I feel strangely tranquil about death. For many, it’s a paralysing fear that consumes them day in and day out. I suppose it used to be that way for me but not any more. I want to go. I’ve done all I can on this earth and I’m proud of it. It won’t make a difference if I hold on for a few days or if I go now. I haven’t seen the light yet, I wonder if it’s even a real thing that a dying person even sees. If I do get the chance, I can confidently say that I will take calm and collected strides towards it. I won’t try to fight it, what good would that even do?
I have two days until I turn 100 and to be quite honest, I couldn’t care less. If I can stay alive that long then, by all means, bring out the streamers and the cake, make a whole song and dance of it because guaranteed I’ll be gone by the next morning. I’d rather a celebration of my death than of my life; I’ll be far happier to go than I will be to stay. There’s nothing here for me anymore. I miss my husband, my parents, my grandmother and all my friends. All I ask is that I’m buried with my husband and that they play ‘Candle in the Wind’ at my funeral. It was his favourite song.

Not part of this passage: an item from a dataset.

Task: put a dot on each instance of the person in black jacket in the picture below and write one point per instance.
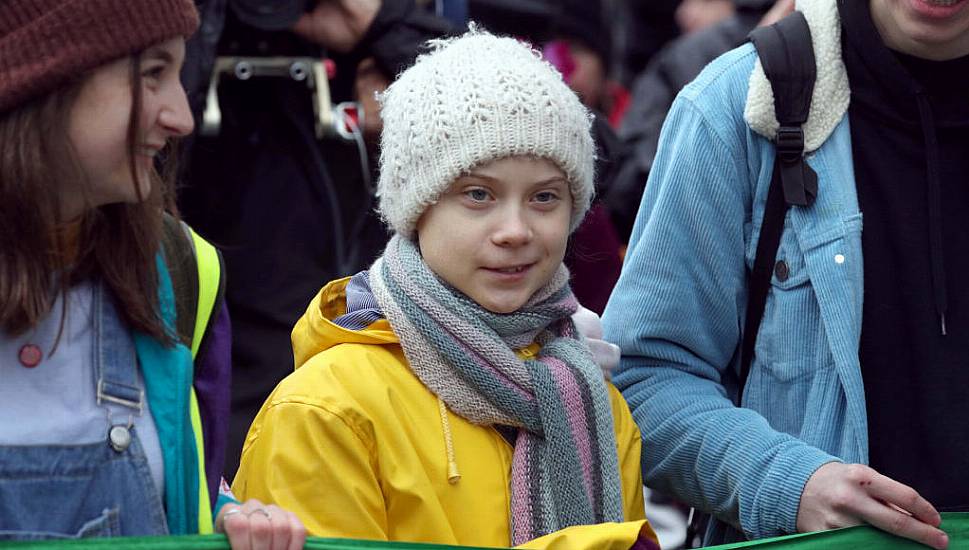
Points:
(288, 209)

It feels as though I have thought all I have left to think. I’m sick of waiting for death now. It’s tiresome. I feel the same anticipation I once felt waiting the night before my first school trip when I was a child. Unable to think about anything but what was coming next, staring at my ceiling at 3 am. Not much has changed. At least I hope not. I’d like to think I’m still the same girl I was back then, but the only people I can ask about that aren’t here anymore. Its okay though, I can ask them soon.